Parkland, Fla., school gunman sentenced to life in prison
Jury voted in October to spare Nikolas Cruz the death penalty
Parkland school shooter Nikolas Cruz formally received a sentence of life without parole Wednesday after families of his 17 slain victims spent two days describing him as evil, a coward, a monster and subhuman.
Cruz, shackled and in a red jail jumpsuit, watched intently as Judge Elizabeth Scherer sentenced him to 17 life terms for the Feb. 14, 2018, massacre at Marjory Stoneman Douglas High School in suburban Fort Lauderdale and an additional 17 for the attempted murders of those he wounded.
Scherer had no other choice as the jury in Cruz's three-month penalty trial voted 9-3 on Oct. 13 to sentence him to death, but Florida law requires unanimity for that sentence to be imposed.
Cruz acknowledged under questioning by the judge before sentencing that he is on medication but could understand what was occurring.
The sentencing came after two days' worth of parents, wives, siblings and others of slain victims and some of the surviving wounded walking to a lectern just metres from Cruz to address him face to face.
'Good riddance'
The judge commended the families and wounded who testified, calling them strong, graceful and patient.
"I know you are going to be OK, because you have each other," Scherer said.
Some parents and other family members wept as she read. When she finished and Cruz was led from the courtroom, one father muttered, "Good riddance."

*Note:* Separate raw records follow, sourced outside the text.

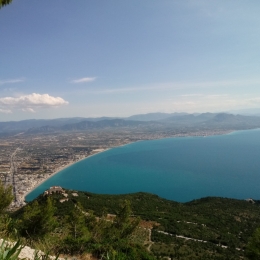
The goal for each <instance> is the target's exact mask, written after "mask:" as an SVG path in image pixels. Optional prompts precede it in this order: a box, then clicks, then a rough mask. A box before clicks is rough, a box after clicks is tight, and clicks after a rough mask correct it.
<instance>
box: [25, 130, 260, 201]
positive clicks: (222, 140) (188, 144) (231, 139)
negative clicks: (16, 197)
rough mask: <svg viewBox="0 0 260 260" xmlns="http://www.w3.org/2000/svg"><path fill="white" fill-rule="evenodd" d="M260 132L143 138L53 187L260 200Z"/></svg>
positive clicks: (170, 199) (192, 197)
mask: <svg viewBox="0 0 260 260" xmlns="http://www.w3.org/2000/svg"><path fill="white" fill-rule="evenodd" d="M259 183H260V130H259V129H257V130H247V131H238V132H234V133H231V134H227V135H221V136H208V137H183V138H181V137H179V138H166V139H161V140H152V141H140V142H136V143H132V144H128V145H125V146H122V147H117V148H114V149H110V150H108V151H105V152H103V153H100V154H97V155H94V156H91V157H89V158H87V159H85V160H83V161H80V162H78V163H76V164H74V165H72V166H70V167H68V168H66V169H64V170H62V171H61V172H59V173H58V174H56V175H54V176H53V177H52V178H50V179H48V180H47V181H45V182H44V183H43V184H42V185H40V186H39V187H37V188H36V189H35V190H34V191H32V192H31V193H30V194H28V195H27V197H26V200H27V201H30V200H32V199H34V198H35V197H37V196H38V195H39V194H40V193H42V192H43V191H44V190H46V189H48V188H49V187H50V186H53V185H59V186H62V187H64V188H68V189H75V190H82V191H89V192H94V193H102V194H124V193H132V192H139V191H143V192H150V193H155V194H157V195H159V196H161V197H164V198H167V199H170V200H175V201H179V202H187V201H190V200H194V199H198V198H201V197H206V196H220V197H229V198H237V199H246V198H254V199H260V190H259Z"/></svg>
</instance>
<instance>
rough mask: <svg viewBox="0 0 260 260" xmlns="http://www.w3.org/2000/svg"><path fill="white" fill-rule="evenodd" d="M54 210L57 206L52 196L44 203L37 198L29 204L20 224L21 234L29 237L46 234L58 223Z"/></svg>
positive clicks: (27, 236)
mask: <svg viewBox="0 0 260 260" xmlns="http://www.w3.org/2000/svg"><path fill="white" fill-rule="evenodd" d="M54 212H55V207H54V205H53V201H52V200H51V198H50V197H48V198H47V199H46V201H45V202H44V203H42V204H39V203H38V201H37V200H35V201H34V202H33V203H31V205H27V206H26V207H25V208H24V212H23V215H22V219H21V220H20V222H19V224H18V230H19V232H20V234H21V235H22V236H24V237H27V238H32V237H37V236H41V237H43V236H45V234H47V233H48V232H50V231H51V230H52V229H53V228H54V227H55V225H56V220H55V218H54Z"/></svg>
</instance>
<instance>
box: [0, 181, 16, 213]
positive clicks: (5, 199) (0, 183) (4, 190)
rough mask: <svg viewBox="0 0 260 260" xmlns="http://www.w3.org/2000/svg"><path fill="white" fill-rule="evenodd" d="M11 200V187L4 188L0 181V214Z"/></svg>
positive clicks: (9, 204)
mask: <svg viewBox="0 0 260 260" xmlns="http://www.w3.org/2000/svg"><path fill="white" fill-rule="evenodd" d="M12 200H13V192H12V186H4V185H3V183H2V181H1V180H0V214H1V213H2V212H3V211H4V210H6V209H7V207H8V206H9V205H10V204H11V202H12Z"/></svg>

Cruz, 24, will be taken within days to the Florida prison system's processing centre near Miami before he is assigned to a maximum-security prison.
Families and the wounded spent two days verbally thrashing Cruz, wishing him a painful demise and lamenting that he could not be sentenced to death.

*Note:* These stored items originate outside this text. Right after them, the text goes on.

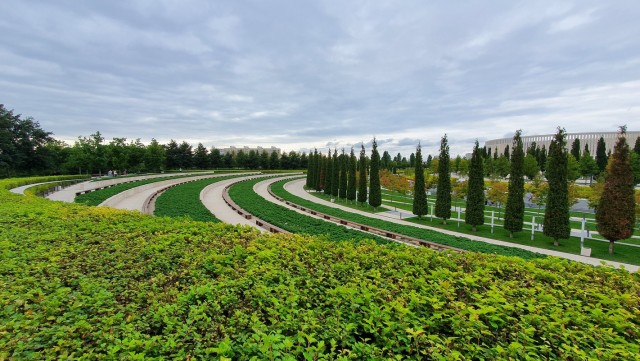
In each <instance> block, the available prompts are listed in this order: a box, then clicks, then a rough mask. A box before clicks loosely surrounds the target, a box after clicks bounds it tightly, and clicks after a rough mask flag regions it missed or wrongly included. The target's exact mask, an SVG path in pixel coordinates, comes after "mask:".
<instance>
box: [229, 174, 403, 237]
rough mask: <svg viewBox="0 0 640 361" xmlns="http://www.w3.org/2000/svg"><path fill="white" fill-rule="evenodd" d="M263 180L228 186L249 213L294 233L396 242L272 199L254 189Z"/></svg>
mask: <svg viewBox="0 0 640 361" xmlns="http://www.w3.org/2000/svg"><path fill="white" fill-rule="evenodd" d="M262 181H264V179H255V180H249V181H244V182H240V183H237V184H235V185H233V186H232V187H231V188H230V189H229V195H230V196H231V199H232V200H233V201H234V202H235V203H236V204H237V205H238V206H239V207H241V208H242V209H244V210H245V211H247V212H248V213H251V214H252V215H254V216H256V217H258V218H260V219H262V220H264V221H266V222H268V223H271V224H273V225H275V226H278V227H280V228H282V229H285V230H287V231H289V232H292V233H297V234H309V235H317V236H323V237H325V238H326V239H331V240H333V241H347V240H349V241H363V240H367V239H369V240H375V241H376V242H379V243H385V244H388V243H394V242H391V241H389V240H387V239H385V238H382V237H378V236H375V235H372V234H369V233H365V232H360V231H357V230H354V229H350V228H347V227H344V226H340V225H336V224H334V223H330V222H326V221H323V220H321V219H317V218H313V217H310V216H305V215H304V214H300V213H298V212H296V211H293V210H291V209H288V208H286V207H283V206H280V205H277V204H274V203H272V202H269V201H268V200H266V199H264V198H263V197H261V196H260V195H258V194H257V193H256V192H255V191H254V190H253V187H254V186H255V185H256V184H257V183H258V182H262Z"/></svg>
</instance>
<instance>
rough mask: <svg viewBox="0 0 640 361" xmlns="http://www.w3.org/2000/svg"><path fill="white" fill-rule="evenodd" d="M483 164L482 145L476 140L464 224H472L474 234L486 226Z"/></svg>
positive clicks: (469, 184)
mask: <svg viewBox="0 0 640 361" xmlns="http://www.w3.org/2000/svg"><path fill="white" fill-rule="evenodd" d="M482 163H483V160H482V154H481V151H480V144H479V143H478V141H477V140H476V145H475V147H473V153H472V155H471V165H470V166H469V191H468V192H467V209H466V211H465V215H464V222H465V223H466V224H470V225H471V226H472V227H473V231H474V232H475V231H476V230H477V227H478V226H480V225H483V224H484V170H483V169H482Z"/></svg>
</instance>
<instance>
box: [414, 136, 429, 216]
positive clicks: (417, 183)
mask: <svg viewBox="0 0 640 361" xmlns="http://www.w3.org/2000/svg"><path fill="white" fill-rule="evenodd" d="M415 176H416V178H415V181H414V183H413V214H415V215H416V216H418V218H422V216H424V215H425V214H428V213H429V207H428V205H427V193H426V190H425V183H424V166H423V165H422V147H421V146H420V144H418V148H417V149H416V159H415Z"/></svg>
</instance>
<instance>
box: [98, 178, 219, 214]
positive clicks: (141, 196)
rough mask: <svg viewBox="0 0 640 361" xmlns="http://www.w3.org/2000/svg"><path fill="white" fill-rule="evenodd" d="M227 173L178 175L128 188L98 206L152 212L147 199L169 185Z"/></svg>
mask: <svg viewBox="0 0 640 361" xmlns="http://www.w3.org/2000/svg"><path fill="white" fill-rule="evenodd" d="M228 175H229V174H226V173H220V174H208V175H198V176H196V175H194V176H191V177H180V178H177V179H168V180H163V181H159V182H155V183H150V184H144V185H141V186H139V187H135V188H132V189H128V190H126V191H124V192H121V193H118V194H116V195H114V196H113V197H111V198H109V199H107V200H105V201H104V202H102V203H100V206H104V207H111V208H117V209H128V210H135V211H140V212H142V213H148V214H149V213H150V212H151V213H152V212H153V210H152V209H150V208H148V204H149V201H150V200H152V199H153V198H154V196H156V195H158V194H159V193H160V192H162V191H164V190H166V189H167V188H169V187H172V186H176V185H178V184H181V183H186V182H190V181H196V180H201V179H208V178H216V177H225V176H228Z"/></svg>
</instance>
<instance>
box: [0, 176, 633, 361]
mask: <svg viewBox="0 0 640 361" xmlns="http://www.w3.org/2000/svg"><path fill="white" fill-rule="evenodd" d="M2 186H3V187H4V186H6V184H3V185H2ZM0 223H1V224H2V225H3V227H0V283H1V284H2V287H0V300H2V308H0V321H2V322H0V359H19V360H28V359H38V360H41V359H45V360H46V359H75V358H80V359H117V360H133V359H233V360H250V359H257V360H268V359H283V360H287V359H291V360H298V359H300V360H302V359H309V360H313V359H318V360H320V359H362V360H364V359H442V360H450V359H527V358H529V359H537V358H545V359H600V360H632V359H635V358H637V355H638V354H640V346H639V345H638V343H637V335H638V334H639V333H640V322H639V321H638V317H637V309H638V304H639V302H640V299H639V295H640V279H639V278H638V276H637V275H631V274H629V273H627V272H624V271H617V270H613V269H609V268H606V267H591V266H587V265H583V264H579V263H576V262H571V261H567V260H559V259H556V258H547V259H540V260H534V261H524V260H519V259H517V258H513V257H501V256H494V255H483V254H477V253H464V254H451V253H438V252H433V251H430V250H427V249H414V248H411V247H389V246H384V245H376V244H374V243H372V242H360V243H358V244H355V245H354V244H352V243H350V242H337V243H336V242H331V241H326V240H322V239H318V238H313V237H306V236H295V235H288V236H278V235H266V234H259V233H258V232H256V231H253V230H251V229H248V228H239V227H233V226H229V225H224V224H213V223H203V222H192V221H186V220H173V219H167V218H163V219H160V218H155V217H148V216H144V215H141V214H138V213H135V212H127V211H118V210H112V209H107V208H88V207H84V206H81V205H77V204H61V203H57V202H49V201H46V200H42V199H39V198H35V197H21V196H17V195H11V194H8V193H7V192H2V193H0Z"/></svg>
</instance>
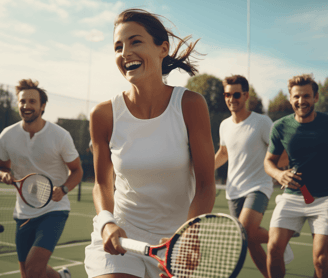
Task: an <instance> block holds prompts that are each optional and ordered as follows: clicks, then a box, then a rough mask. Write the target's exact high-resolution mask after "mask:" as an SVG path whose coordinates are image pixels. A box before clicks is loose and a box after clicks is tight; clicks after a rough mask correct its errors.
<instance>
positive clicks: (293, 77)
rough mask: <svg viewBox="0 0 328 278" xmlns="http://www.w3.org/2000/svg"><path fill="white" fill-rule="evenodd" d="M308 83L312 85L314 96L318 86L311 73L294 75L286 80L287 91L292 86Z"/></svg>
mask: <svg viewBox="0 0 328 278" xmlns="http://www.w3.org/2000/svg"><path fill="white" fill-rule="evenodd" d="M308 84H310V85H311V86H312V90H313V95H314V96H315V95H316V94H317V93H318V90H319V86H318V84H317V83H316V82H315V81H314V79H313V77H312V75H311V74H302V75H296V76H294V77H292V78H291V79H289V80H288V91H289V93H290V91H291V89H292V88H293V86H304V85H308Z"/></svg>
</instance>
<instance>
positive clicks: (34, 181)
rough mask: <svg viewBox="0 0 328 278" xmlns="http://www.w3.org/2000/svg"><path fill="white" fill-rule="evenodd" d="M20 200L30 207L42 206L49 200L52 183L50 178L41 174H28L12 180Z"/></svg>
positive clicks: (51, 187)
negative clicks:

"He has escaped this punishment because a minority of the jury was given the power to overturn the majority decision made by people who were able to see him for what he is — a remorseless monster who deserves no mercy," Meghan Petty said.
Her younger sister, 14-year-old Alaina, died when Cruz fired his AR-15-style semi-automatic rifle into her classroom as he stalked the halls of a three-storey building for seven minutes, firing 140 shots. He had been planning the shooting for seven months.

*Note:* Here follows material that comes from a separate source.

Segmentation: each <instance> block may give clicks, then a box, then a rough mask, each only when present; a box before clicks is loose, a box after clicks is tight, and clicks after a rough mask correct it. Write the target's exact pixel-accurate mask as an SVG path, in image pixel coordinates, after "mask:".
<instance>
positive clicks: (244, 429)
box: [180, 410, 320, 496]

"A person has to be incredibly sick to want to hurt another human being. Even sicker to dwell on the desire and craft a plan and unimaginably evil to execute that plan, which didn't just hurt people but ended lives," she said.
Scherer agreed to a prosecution request to first allow relatives of Cruz's victims to address the court before the sentence was handed down.
'Where was your remorse?'
Cruz stared at the speakers, but showed little emotion.
Anthony Montalto III, whose older sister, 14-year-old Gina, was murdered by a bullet fired point-blank into her chest, said Tuesday that he was at the neighbouring middle school and heard the gunshots. He said he felt a pain in his chest — he believes it was a sign of his sister's death.
"To go from a younger brother to an only child … is a dramatic change for anyone," he said. He then criticized the defence claim that excessive drinking by Cruz's birth mother during pregnancy caused brain damage that led to a life of erratic and sometimes violent behaviour that culminated in the shooting.
Cruz was 19 at the time of his attack on Marjory Stoneman Douglas High School in Parkland, Fla., about 50 kilometres north of the courthouse in Fort Lauderdale. He had been expelled from the school.
Thomas Hixon's father, school athletic director Chris Hixon, was shot when he ran at Cruz, trying to stop him. The Navy veteran fell, wounded, and tried to take cover in an alcove, but Cruz walked over and shot him again.
Thomas Hixon, a Marine veteran, recalled Cruz claiming remorse a year ago when he pleaded guilty to the murders, setting the stage for the penalty trial.
"Where was your remorse when you saw my father injured and bleeding on the floor and decided to shoot him for a third time?" Hixon told Cruz. "Your defence preyed on the idea of your humanity, but you had none for those you encountered on Feb. 14."
Ines Hixon, Thomas Hixon's wife and the daughter-in-law of Chris Hixon, called Cruz a "domestic terrorist."
Some of the survivors went on to organize a youth-led movement for tighter gun regulations in the United States, which has the highest rate of private gun ownership in the world and where mass shootings have become recurrent.